Danava’s psychedelic prog-metal draws from the likes of early Black Sabbath and David Bowie, but only slightly: The band never lingers in any salvaged persona for more than a fraction of a song. Newly released on Kemado, the Portland, Oregon, quartet’s first album skews decidedly panidiosyncratic, overlaying styles, moods and decades with an abandon that might seem funny if it weren’t so well considered. After an extended, krautrockish intro that culminates with a salvo of portentous power chords, “Eyes in Disguise” lurches toward apocalyptic postpunkdom; front-elf Dusty Sparkles chants, “They’re fallen gods” with enough wild-eyed conviction to suggest he’s channeling Ian Curtis—till his voice spirals to heights the Joy Division singer couldn’t have attained with helium.
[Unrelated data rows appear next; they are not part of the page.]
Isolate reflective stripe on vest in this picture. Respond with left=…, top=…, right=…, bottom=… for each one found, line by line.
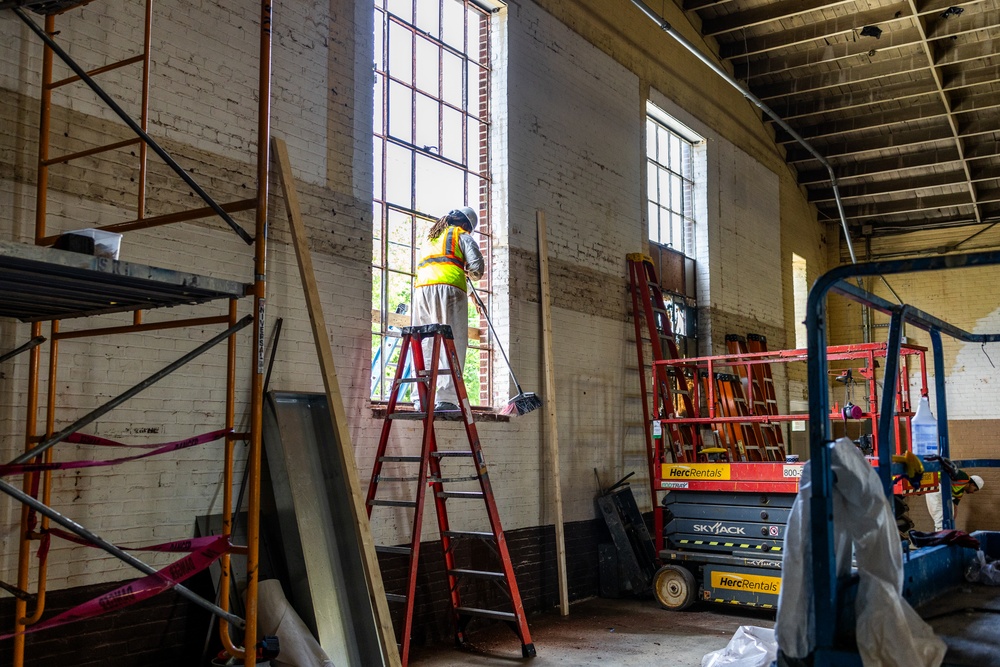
left=417, top=225, right=466, bottom=292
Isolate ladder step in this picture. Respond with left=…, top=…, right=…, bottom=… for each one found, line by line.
left=368, top=500, right=417, bottom=507
left=375, top=544, right=413, bottom=556
left=455, top=607, right=517, bottom=621
left=385, top=411, right=427, bottom=420
left=442, top=530, right=496, bottom=540
left=427, top=475, right=479, bottom=484
left=436, top=491, right=483, bottom=500
left=448, top=569, right=507, bottom=579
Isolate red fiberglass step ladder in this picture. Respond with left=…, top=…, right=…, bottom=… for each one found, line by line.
left=625, top=253, right=698, bottom=463
left=366, top=324, right=535, bottom=667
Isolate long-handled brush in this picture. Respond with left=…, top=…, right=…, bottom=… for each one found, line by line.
left=469, top=281, right=542, bottom=416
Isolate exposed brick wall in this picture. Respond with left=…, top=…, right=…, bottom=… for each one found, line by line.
left=0, top=0, right=824, bottom=655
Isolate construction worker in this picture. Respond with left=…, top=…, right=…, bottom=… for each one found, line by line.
left=411, top=206, right=486, bottom=412
left=924, top=469, right=983, bottom=531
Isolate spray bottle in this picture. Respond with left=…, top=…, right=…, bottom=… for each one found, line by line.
left=910, top=396, right=939, bottom=456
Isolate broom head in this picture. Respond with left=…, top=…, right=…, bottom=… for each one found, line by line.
left=500, top=391, right=542, bottom=417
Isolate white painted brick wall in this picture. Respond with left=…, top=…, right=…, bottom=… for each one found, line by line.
left=0, top=0, right=820, bottom=600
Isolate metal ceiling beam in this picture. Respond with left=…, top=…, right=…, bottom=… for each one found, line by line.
left=756, top=52, right=930, bottom=100
left=719, top=0, right=985, bottom=60
left=701, top=0, right=854, bottom=37
left=733, top=28, right=920, bottom=81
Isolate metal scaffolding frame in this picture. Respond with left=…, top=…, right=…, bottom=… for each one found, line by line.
left=0, top=0, right=271, bottom=667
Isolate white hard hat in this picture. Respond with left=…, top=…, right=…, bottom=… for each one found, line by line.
left=448, top=206, right=479, bottom=229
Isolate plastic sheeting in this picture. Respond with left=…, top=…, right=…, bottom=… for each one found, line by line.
left=775, top=438, right=946, bottom=667
left=258, top=579, right=334, bottom=667
left=701, top=625, right=778, bottom=667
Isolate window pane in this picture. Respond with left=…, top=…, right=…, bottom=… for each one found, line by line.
left=417, top=37, right=441, bottom=95
left=387, top=211, right=413, bottom=273
left=441, top=107, right=462, bottom=162
left=417, top=0, right=441, bottom=37
left=386, top=0, right=413, bottom=21
left=372, top=137, right=385, bottom=201
left=389, top=23, right=413, bottom=83
left=414, top=93, right=441, bottom=153
left=389, top=81, right=413, bottom=143
left=373, top=10, right=386, bottom=72
left=441, top=51, right=463, bottom=108
left=416, top=154, right=465, bottom=215
left=385, top=144, right=413, bottom=208
left=441, top=0, right=465, bottom=51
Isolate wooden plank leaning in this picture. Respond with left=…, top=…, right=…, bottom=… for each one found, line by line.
left=271, top=137, right=400, bottom=667
left=535, top=211, right=569, bottom=616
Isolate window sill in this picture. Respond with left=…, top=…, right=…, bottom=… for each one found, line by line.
left=371, top=402, right=510, bottom=423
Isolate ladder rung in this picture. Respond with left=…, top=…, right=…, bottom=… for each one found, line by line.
left=368, top=500, right=417, bottom=507
left=427, top=475, right=479, bottom=484
left=441, top=530, right=496, bottom=540
left=436, top=491, right=483, bottom=500
left=448, top=569, right=507, bottom=579
left=386, top=411, right=427, bottom=419
left=375, top=544, right=413, bottom=556
left=455, top=607, right=517, bottom=621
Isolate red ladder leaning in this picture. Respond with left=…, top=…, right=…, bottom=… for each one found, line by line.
left=366, top=324, right=535, bottom=667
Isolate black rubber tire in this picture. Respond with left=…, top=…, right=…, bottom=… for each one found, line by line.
left=653, top=565, right=698, bottom=611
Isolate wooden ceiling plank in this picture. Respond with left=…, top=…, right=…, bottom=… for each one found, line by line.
left=701, top=0, right=854, bottom=37
left=754, top=54, right=930, bottom=101
left=719, top=0, right=988, bottom=60
left=775, top=100, right=948, bottom=144
left=719, top=2, right=909, bottom=59
left=926, top=9, right=1000, bottom=40
left=809, top=169, right=965, bottom=203
left=820, top=192, right=978, bottom=220
left=733, top=28, right=920, bottom=81
left=799, top=146, right=960, bottom=185
left=764, top=84, right=937, bottom=123
left=907, top=0, right=982, bottom=220
left=786, top=123, right=953, bottom=163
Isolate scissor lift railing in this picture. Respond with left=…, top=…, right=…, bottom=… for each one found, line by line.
left=806, top=252, right=1000, bottom=667
left=0, top=0, right=271, bottom=667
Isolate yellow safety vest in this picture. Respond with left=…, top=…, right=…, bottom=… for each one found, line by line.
left=417, top=225, right=467, bottom=292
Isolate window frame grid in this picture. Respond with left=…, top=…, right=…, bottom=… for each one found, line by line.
left=369, top=0, right=493, bottom=407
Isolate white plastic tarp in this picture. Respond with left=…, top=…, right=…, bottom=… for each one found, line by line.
left=775, top=438, right=946, bottom=667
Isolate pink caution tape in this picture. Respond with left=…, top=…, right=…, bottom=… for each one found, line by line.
left=0, top=428, right=231, bottom=477
left=46, top=528, right=227, bottom=553
left=0, top=535, right=229, bottom=640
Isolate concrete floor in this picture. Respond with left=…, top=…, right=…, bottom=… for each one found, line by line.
left=410, top=598, right=774, bottom=667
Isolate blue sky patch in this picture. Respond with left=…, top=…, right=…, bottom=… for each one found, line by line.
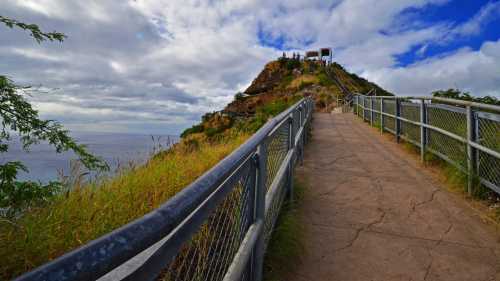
left=395, top=0, right=500, bottom=67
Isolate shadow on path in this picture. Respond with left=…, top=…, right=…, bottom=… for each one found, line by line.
left=290, top=114, right=500, bottom=281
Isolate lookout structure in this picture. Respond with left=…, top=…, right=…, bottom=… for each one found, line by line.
left=305, top=48, right=333, bottom=63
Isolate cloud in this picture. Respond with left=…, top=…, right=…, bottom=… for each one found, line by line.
left=452, top=1, right=500, bottom=36
left=364, top=40, right=500, bottom=98
left=0, top=0, right=500, bottom=134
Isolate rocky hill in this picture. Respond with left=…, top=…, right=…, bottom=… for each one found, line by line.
left=181, top=58, right=392, bottom=138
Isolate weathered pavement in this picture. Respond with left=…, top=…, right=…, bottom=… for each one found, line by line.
left=290, top=114, right=500, bottom=281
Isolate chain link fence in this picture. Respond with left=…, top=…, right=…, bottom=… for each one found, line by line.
left=353, top=95, right=500, bottom=194
left=17, top=98, right=314, bottom=281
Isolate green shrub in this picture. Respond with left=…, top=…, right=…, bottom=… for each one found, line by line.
left=181, top=124, right=203, bottom=138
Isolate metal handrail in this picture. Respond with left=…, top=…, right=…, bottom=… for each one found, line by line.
left=16, top=98, right=314, bottom=281
left=353, top=94, right=500, bottom=193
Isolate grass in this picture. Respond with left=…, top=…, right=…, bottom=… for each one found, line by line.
left=264, top=179, right=306, bottom=281
left=0, top=133, right=249, bottom=280
left=289, top=74, right=319, bottom=90
left=402, top=136, right=500, bottom=221
left=358, top=111, right=500, bottom=224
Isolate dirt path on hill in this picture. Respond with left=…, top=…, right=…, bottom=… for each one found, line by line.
left=288, top=114, right=500, bottom=281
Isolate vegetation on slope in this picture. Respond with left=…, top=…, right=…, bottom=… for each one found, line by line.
left=0, top=55, right=390, bottom=279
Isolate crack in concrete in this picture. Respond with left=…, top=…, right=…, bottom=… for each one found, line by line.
left=408, top=189, right=441, bottom=218
left=436, top=223, right=453, bottom=247
left=334, top=209, right=386, bottom=252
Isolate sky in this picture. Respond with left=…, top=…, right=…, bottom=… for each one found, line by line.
left=0, top=0, right=500, bottom=134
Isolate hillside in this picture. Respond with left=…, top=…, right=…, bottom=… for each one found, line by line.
left=181, top=58, right=392, bottom=139
left=0, top=55, right=394, bottom=280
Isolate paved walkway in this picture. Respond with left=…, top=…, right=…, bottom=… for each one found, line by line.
left=290, top=114, right=500, bottom=281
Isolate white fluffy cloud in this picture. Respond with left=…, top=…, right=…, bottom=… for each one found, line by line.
left=364, top=40, right=500, bottom=98
left=0, top=0, right=500, bottom=133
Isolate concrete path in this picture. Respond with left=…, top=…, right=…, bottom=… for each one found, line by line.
left=288, top=113, right=500, bottom=281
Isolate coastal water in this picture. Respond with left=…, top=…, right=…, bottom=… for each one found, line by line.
left=0, top=132, right=178, bottom=182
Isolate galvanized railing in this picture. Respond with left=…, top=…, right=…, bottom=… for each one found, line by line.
left=17, top=98, right=313, bottom=281
left=353, top=95, right=500, bottom=194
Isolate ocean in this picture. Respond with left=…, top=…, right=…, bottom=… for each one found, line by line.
left=0, top=132, right=179, bottom=183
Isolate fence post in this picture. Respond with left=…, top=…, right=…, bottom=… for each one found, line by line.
left=420, top=99, right=427, bottom=163
left=380, top=97, right=384, bottom=134
left=250, top=142, right=267, bottom=281
left=287, top=113, right=297, bottom=201
left=466, top=105, right=476, bottom=195
left=395, top=98, right=401, bottom=142
left=370, top=97, right=374, bottom=127
left=362, top=97, right=366, bottom=122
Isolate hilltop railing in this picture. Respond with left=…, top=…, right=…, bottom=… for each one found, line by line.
left=353, top=94, right=500, bottom=194
left=17, top=98, right=313, bottom=281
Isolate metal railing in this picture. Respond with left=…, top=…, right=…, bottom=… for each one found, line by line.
left=353, top=94, right=500, bottom=194
left=17, top=98, right=313, bottom=281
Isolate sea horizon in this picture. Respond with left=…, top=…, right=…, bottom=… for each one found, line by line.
left=0, top=131, right=179, bottom=183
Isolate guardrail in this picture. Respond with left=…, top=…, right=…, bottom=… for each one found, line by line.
left=17, top=98, right=313, bottom=281
left=353, top=95, right=500, bottom=194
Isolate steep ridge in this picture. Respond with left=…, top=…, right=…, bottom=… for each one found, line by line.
left=181, top=57, right=392, bottom=138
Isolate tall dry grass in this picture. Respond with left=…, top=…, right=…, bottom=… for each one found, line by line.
left=0, top=133, right=249, bottom=280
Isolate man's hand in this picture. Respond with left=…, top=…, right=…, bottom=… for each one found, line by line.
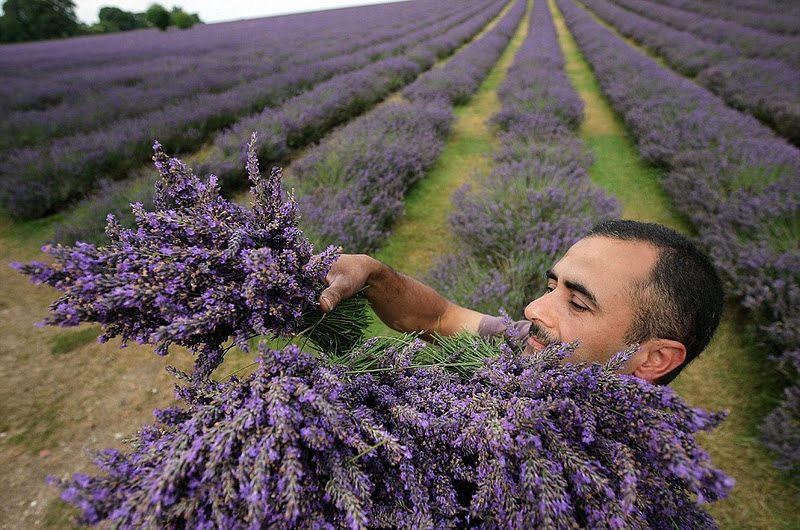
left=319, top=254, right=483, bottom=339
left=319, top=254, right=380, bottom=313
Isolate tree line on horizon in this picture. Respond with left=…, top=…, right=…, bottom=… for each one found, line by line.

Even during the band’s frequent triplet-driven interludes—like the ones that take up the better part of crowd-pleasing album opener “By the Mark”—Sparkles refuses to color within genre lines, flitting between bedroom-virtuoso blues licks and classically inspired bombast, while bassist Dell Blackwell and drummer Buck Rothy boogie under synthesist Rockwell’s noteless whooshes. Six or so minutes into the song, Sparkles trails a taunting falsetto wail over the cosmic cacophony with a feral nonchalance that might win him friends among the race of Hindu demons the band is named after. Never has Quincy, Illinois—the sleepy zit on the Mississippi where Sparkles grew up—produced a more promising weirdo. — Rod Smith
Danava plays Mercury Lounge Wed 8 and Northsix Nov 10.